Nun bin auch ich ein blutiger Laie, was Talmudstudien angeht und deswegen auch sehr zögerlich, meine persönlichen Interpretationen öffentlich zum Besten zu geben - ich weiss nur zu gut, was Amateure gelegentlich mit klassischen Zen-Texten veranstalten. Ich habe es gestern trotzdem bei einigen böswillig und in diffamierender Absicht aus dem Zusammenhang gerissenen Zitaten getan (das Posting wurde zusammen mit dem vorangegangenen gelöscht), die - wie ich finde - vergleichsweise einfach richtig zu deuten sind.

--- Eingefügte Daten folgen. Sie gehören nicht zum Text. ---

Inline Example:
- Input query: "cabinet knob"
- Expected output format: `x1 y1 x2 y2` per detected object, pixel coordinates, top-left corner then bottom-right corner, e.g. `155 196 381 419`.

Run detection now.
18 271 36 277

Was nun das hier in Frage stehende Zitat angeht, so ist es für mich zumindest offensichtlich, dass von einem Verkehr in sexueller Hinsicht allenfalls metaphorisch die Rede sein kann. Abgesehen davon, dass die Vorstellung eines Menschen, der ganz konkret sämtliche Tiere von der Spitzmaus bis zum Elefanten begattet, völlig absurd ist, so stellt sich neben der Frage, was Eleazar eigentlich unter ‚Verkehr‘ verstanden hat auch die Frage, was dieser Adam vor der Erschaffung Evas eigentlich war. Wird doch derselbe Eleazar wenige Zeilen zuvor mit dem Spruch zitiert: „Any man who has no wife is no proper man; for it is said, Male and female created He them and called their[sic!] name Adam“. Was nun die Beziehung dieses „nicht wirklichen Menschen“ (Reinhold Mayer, den ich gelegentlich zur Hand nehme, übersetzt hier jedenfalls ‚Mensch‘ und nicht ‚Mann‘) zur Schöpfung angeht, so heisst es in Shabbath 30b: „What is meant by, ‚for this is the whole of man‘? — Said R. Eleazar, The entire world was created only for the sake of this [type of] man. Simeon b. 'Azzai-others state, Simeon b. Zoma-said: The entire world was created only to be a companion[sic!] to this man.“
[BTW - die Stelle scheint im Soncino etwas verkürzt zu sein, Mayer gibt außerdem noch ein Zitat von Rabbi Abba, Kahanas Sohn]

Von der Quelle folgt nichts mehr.